The name Solidago derives from the Latin “solidus,” which can be taken to mean “whole” or “to make whole,” and the Greek suffix “ago,” which means “leader.” Roughly translated, the name means “uniter,” as in a plant that brings harmony to the body parts. This reflects the fact that goldenrod was once in demand as a natural medicine.
Only recently has there been much interest in improving goldenrod as an ornamental. That’s understandable for several reasons—including the persistent myth that it causes allergies, and the fact that it’s a weed, a scruffy plant that grows unbidden, without any help from us. In recent weeks I’ve seen it sprouting from people’s hedges and growing up and around their garbage cans. It doesn’t ask for much in the way of habitat.
The new cultivars are more mannerly than their wild relatives, and the best characteristics of the genus shine through them. ‘Fireworks’, an improvement on Solidago rugosa, reaches 3 feet and has long, arching blossoms. It was developed at the North Carolina Botanical Garden. ‘Crown of Rays’ is tall and deep gold; ‘Nags Head’ (S. hybridus) is a tall variety with prominent, straplike leaves and loose clusters of aster-sized blossoms. ‘Goldrush’ is a compact, bright-yellow improvement on the Northeast’s Alpine goldenrod (S. cutleri). ‘Laurin’ is a dwarf form with fuzzy blossoms. ‘Golden Fleece’, an improvement of S. sphacelata, has roughly heart-shaped leaves and grows to 18 inches. Other types of goldenrod have yet to come in from the wild but should, including sweet goldenrod (S. odora), a delicate species whose crushed foliage smells of anise.
Most goldenrod plants arise from a rosette of basal foliage and grow through the warm months, flowering in August and September. Like asters in this regard, goldenrod endures the heat of summer as a mute, vegetative thing, putting on its best show in autumn. And luckily for us, goldenrod’s hue is the perfect complement to the blues and purples of fall asters like New England aster (Symphyotrichum novi-belgii) and fragrant aster (Aster oblongifolius).
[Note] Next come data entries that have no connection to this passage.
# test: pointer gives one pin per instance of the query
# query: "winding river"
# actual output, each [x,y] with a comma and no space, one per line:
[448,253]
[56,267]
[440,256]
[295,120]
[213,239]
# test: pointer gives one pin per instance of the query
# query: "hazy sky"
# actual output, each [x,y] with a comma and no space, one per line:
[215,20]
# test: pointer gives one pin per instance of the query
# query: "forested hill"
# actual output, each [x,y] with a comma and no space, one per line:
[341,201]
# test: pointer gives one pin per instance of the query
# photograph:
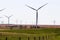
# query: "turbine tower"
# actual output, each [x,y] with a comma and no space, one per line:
[37,12]
[8,18]
[54,22]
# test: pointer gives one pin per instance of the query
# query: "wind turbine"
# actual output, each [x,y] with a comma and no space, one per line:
[37,12]
[8,17]
[54,22]
[2,9]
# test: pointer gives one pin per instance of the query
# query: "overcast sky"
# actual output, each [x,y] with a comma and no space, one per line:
[24,15]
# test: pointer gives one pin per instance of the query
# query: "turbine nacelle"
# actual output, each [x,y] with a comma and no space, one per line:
[38,8]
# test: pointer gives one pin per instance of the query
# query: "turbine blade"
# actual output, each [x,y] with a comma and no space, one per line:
[42,6]
[30,7]
[2,9]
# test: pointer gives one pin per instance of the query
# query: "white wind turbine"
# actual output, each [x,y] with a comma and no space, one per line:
[37,12]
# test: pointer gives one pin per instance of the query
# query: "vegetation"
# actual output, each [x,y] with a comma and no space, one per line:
[51,33]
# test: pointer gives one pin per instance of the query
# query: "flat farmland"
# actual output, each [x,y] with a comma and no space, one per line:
[30,34]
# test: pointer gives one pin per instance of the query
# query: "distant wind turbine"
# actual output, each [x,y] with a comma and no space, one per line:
[8,18]
[2,9]
[37,12]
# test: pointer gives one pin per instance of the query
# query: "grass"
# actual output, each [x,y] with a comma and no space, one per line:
[53,33]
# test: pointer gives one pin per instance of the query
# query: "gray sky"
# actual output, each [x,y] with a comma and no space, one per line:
[24,15]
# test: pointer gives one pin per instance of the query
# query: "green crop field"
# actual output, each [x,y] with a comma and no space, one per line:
[24,34]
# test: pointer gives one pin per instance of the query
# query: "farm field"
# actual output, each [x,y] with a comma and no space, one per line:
[24,34]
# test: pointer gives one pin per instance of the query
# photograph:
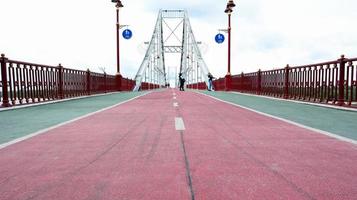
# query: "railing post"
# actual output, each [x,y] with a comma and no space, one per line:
[286,82]
[259,87]
[5,91]
[105,82]
[88,82]
[60,81]
[341,83]
[242,82]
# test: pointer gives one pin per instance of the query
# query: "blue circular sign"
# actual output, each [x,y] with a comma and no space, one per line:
[219,38]
[127,34]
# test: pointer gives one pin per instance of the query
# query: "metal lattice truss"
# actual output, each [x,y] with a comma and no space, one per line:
[192,66]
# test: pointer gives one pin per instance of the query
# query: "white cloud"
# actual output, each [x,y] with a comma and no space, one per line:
[265,34]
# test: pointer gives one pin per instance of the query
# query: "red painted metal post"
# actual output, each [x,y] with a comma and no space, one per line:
[341,83]
[286,82]
[5,91]
[88,82]
[228,77]
[105,82]
[118,75]
[259,87]
[60,81]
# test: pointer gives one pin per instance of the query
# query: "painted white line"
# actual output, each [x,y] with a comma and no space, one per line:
[18,106]
[179,124]
[290,122]
[300,102]
[63,123]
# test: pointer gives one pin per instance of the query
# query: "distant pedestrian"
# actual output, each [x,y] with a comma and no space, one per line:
[182,82]
[210,82]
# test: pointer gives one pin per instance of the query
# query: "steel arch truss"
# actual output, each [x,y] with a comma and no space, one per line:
[192,66]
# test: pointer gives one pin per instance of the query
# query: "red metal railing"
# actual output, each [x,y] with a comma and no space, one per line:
[23,83]
[333,82]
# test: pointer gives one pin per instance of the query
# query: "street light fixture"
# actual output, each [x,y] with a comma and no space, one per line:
[118,5]
[228,78]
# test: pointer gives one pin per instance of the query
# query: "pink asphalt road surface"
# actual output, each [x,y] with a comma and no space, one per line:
[133,151]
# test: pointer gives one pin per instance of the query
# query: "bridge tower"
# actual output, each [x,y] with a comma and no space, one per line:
[167,39]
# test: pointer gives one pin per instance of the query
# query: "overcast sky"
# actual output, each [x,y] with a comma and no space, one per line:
[265,34]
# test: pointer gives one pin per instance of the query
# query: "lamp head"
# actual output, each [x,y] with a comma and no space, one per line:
[118,2]
[231,4]
[228,10]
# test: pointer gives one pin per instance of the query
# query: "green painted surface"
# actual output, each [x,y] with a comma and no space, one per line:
[23,121]
[343,123]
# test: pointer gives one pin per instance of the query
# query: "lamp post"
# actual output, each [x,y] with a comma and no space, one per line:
[228,78]
[118,76]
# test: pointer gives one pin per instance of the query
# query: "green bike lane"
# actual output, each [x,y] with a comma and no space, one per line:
[339,122]
[17,123]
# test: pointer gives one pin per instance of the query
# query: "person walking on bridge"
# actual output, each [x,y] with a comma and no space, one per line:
[210,82]
[182,82]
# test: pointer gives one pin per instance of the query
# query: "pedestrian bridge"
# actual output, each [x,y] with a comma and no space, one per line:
[287,133]
[167,144]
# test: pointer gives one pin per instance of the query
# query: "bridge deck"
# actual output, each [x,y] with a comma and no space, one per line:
[140,150]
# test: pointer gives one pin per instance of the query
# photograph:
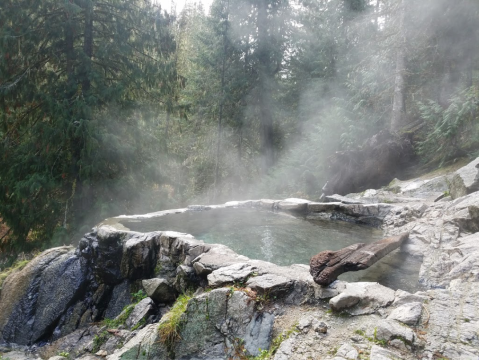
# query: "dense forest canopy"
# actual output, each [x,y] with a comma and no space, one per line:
[116,106]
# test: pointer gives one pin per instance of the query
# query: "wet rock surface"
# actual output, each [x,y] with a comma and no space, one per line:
[252,301]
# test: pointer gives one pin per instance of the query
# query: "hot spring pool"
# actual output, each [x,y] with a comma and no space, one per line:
[284,240]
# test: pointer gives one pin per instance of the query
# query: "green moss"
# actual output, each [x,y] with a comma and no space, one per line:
[360,332]
[170,327]
[120,319]
[17,266]
[138,296]
[275,344]
[99,340]
[139,325]
[158,268]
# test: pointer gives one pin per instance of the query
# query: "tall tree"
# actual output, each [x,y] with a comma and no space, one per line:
[65,71]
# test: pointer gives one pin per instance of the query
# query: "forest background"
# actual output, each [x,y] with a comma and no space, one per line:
[112,107]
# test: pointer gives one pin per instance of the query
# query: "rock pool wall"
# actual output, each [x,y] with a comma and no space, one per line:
[59,298]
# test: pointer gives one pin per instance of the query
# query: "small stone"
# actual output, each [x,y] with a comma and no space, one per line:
[101,353]
[379,353]
[408,314]
[347,352]
[159,290]
[304,324]
[320,327]
[390,329]
[142,310]
[398,344]
[362,298]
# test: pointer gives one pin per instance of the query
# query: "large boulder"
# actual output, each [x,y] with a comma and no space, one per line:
[215,321]
[465,180]
[34,300]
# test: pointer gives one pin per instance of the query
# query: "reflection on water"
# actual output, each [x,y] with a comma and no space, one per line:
[267,242]
[285,240]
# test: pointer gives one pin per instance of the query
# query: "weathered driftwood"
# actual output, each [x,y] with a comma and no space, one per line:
[326,266]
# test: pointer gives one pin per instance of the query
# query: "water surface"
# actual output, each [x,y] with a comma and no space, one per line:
[284,240]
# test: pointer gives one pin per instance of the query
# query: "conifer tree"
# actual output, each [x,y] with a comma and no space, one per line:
[72,74]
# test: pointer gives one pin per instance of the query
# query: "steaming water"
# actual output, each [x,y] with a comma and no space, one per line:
[285,240]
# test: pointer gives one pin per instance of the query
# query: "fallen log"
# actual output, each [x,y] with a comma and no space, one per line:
[326,266]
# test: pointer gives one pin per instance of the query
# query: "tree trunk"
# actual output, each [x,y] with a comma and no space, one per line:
[87,45]
[222,98]
[398,118]
[264,91]
[326,266]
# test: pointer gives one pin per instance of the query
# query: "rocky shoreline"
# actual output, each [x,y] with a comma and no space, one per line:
[57,304]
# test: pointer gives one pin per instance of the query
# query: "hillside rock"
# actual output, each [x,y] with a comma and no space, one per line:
[216,320]
[362,298]
[159,290]
[35,298]
[465,180]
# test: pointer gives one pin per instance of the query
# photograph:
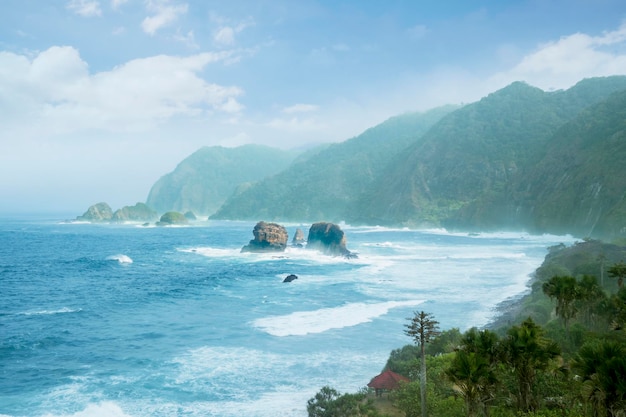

A final virtue is goldenrod’s drought tolerance. By all measures, this past summer’s drought made a wreck of local gardens and lawns. One survivor was goldenrod. I didn’t mow my yard in West Asheville, and as the season progressed I watched all sorts of menacing weeds sprout up: Johnson grass. Buffalo burr. Nightshade. It looked as if it had been seeded by the Addams Family lawn service.
There was another weed, a rangy specimen near the kitchen window, which I also let go. It grew bigger and bigger until about four weeks ago when, at 6 feet high and holding, it erupted into glorious bloom. I’m no botanist, but from what I can tell, it’s late goldenrod (Solidago altissima). I haven’t tried to make rubber from it yet, but who knows? With all the talk of “peak oil,” Edison’s last big idea might be ripe for a dusting off.